I have been adding some chicken necks and raw bones just to make sure that he is getting enough energy and food but when i do the he just picks out the bones and will leave the rest of his food! 

Such a fussy little pup! haha!


----------



## marathonman (Jan 15, 2013)

We've tried all different combinations of pumpkin, chicken broth, chicken, buffalo, and scrambled eggs to help with our boy eating his kibble. (To keep his interest in his food and to add extra calories) Some combinations worked for awhile, others didn't. Recently we came upon a dehydrated food from the Honest Kitchen that works wonders. After re-hydrating a scoop of the powder, we mix his kibble in and he scarfs it all up. We didn't want to increase the amount of kibble we give him, so finding a protein/veggie powder to supplement his diet has really helped.


----------



## Vizsla Baby (Nov 4, 2011)

Sadie went through a phase like that, she fussed over her food, didn't want to eat, we tried every brand, every homemade concoction known to man. She would still walk away from her food routinely.

I would sit on the floor with her and give her a bite of chicken or something yummy, then another closer to her bowl, then another over her bowl, then one almost in the bowl and then I'd dump the rest into the bowl & mix it up in front of her. The goal was to get her brain to trigger that she was actually hungry and also move her closer and closer to the bowl as that was happening.
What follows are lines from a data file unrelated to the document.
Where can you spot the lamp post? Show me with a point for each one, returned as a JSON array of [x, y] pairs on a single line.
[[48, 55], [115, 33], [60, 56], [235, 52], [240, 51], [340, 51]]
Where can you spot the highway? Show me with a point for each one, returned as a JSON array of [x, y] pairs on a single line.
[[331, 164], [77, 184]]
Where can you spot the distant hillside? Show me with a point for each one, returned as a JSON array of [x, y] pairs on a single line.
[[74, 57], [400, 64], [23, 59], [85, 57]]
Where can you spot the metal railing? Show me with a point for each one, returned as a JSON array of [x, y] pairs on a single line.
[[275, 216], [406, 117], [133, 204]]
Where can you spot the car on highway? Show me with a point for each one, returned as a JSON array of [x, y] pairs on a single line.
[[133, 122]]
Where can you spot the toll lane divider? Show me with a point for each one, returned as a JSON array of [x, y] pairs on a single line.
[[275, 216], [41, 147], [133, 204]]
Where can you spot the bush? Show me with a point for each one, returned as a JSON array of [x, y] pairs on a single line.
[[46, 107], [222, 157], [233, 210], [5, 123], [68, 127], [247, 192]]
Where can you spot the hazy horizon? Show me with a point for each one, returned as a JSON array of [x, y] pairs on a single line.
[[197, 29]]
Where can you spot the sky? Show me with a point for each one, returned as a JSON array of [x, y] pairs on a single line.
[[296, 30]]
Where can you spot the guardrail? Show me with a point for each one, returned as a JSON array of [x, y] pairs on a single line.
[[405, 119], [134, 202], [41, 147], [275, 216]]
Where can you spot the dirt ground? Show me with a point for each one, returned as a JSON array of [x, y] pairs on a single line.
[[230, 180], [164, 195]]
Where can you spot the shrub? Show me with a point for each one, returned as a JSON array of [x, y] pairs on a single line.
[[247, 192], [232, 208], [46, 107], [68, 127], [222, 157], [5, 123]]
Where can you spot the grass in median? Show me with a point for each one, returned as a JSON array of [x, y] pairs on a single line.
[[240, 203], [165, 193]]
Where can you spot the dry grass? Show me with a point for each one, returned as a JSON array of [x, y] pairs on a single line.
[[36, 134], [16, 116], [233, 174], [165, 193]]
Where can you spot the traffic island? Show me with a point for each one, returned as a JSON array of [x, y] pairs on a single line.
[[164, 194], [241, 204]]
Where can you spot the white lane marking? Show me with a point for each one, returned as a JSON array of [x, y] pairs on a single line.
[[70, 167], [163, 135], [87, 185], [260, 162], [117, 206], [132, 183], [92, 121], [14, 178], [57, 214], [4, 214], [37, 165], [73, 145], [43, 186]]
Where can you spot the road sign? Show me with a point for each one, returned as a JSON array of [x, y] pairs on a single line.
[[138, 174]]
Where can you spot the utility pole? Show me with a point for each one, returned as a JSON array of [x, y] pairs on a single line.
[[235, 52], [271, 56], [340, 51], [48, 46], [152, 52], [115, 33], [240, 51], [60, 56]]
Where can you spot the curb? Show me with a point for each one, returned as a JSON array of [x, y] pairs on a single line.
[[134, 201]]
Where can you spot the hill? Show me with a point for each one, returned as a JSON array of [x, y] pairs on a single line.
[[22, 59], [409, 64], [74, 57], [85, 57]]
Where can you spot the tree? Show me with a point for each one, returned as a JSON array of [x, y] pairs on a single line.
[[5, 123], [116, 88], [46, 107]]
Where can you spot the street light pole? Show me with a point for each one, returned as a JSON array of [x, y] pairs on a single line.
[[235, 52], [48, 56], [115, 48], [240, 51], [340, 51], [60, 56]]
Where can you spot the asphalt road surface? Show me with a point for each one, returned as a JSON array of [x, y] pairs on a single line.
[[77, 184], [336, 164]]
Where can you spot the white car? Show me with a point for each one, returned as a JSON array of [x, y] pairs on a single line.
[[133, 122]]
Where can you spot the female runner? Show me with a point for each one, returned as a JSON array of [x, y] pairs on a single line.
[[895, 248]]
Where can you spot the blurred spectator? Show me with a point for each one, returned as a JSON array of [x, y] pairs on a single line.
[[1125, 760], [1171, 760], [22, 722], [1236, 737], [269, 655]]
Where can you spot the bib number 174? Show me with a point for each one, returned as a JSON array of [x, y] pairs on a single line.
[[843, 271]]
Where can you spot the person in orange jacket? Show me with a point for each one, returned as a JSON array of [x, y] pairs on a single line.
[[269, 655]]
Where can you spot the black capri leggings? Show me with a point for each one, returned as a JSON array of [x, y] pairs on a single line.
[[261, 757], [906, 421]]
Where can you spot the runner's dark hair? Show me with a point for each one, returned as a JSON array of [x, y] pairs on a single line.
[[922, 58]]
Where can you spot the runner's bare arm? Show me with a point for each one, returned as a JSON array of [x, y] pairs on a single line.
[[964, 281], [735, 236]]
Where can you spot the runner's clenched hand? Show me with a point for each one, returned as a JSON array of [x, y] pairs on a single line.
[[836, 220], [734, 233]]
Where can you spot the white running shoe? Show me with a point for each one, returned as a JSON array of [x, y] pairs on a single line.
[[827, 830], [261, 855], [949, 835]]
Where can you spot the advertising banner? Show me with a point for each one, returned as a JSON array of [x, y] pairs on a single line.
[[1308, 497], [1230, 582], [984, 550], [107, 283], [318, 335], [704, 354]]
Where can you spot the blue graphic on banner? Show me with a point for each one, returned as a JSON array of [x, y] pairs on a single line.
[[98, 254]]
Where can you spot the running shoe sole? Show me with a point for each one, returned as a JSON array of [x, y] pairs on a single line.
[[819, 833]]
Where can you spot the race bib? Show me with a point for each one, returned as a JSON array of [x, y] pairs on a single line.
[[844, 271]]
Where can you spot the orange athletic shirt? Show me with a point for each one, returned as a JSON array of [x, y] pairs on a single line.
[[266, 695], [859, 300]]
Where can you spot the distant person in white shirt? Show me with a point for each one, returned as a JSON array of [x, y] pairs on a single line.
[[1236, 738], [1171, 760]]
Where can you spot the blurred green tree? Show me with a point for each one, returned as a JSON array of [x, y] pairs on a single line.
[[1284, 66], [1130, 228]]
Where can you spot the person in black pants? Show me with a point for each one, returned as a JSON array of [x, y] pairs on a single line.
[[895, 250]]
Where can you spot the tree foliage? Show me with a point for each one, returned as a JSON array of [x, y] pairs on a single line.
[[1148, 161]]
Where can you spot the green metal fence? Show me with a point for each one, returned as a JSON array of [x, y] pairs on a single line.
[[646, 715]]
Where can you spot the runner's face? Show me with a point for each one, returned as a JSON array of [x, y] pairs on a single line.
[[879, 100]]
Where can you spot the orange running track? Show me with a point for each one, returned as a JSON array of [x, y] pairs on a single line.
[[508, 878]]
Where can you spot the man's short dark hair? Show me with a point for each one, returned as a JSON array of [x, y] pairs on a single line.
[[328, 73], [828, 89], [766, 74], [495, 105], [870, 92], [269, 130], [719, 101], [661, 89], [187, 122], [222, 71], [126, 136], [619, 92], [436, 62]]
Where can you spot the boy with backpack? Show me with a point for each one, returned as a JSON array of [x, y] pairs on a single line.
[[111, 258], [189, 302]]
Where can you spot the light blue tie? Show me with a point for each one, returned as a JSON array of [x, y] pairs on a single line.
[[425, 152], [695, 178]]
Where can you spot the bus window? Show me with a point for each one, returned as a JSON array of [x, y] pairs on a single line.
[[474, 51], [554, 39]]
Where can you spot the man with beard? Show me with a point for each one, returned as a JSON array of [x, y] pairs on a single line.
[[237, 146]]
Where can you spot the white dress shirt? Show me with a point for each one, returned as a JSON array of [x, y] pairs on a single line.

She eventually just started eating. And to this day at almost 3 years old, she is still not a voracious eater like most dogs, she eats slowly and methodically. Still has to be enticed from time to time and sometimes, rarely, she'll just walk away from her food. 

Her weight is perfect though and her muscle tone is incredible.

I would not worry unless your pups spine really starts to show. Sadie was very thin when she was less than one year old and she's normal now. She's unbelievably fit with well defined muscles. She's fastest dog I've ever seen with stamina for days. 

I do have to add that we have one more Vizsla and a 14 year old dachshund -- both of them eat like maniacs. I had to buy the Vizsla a slow feed bowl because he'd finish his meal in literally, about 45 seconds. I think he'd eat until he gained 25 pounds! Every dog is different!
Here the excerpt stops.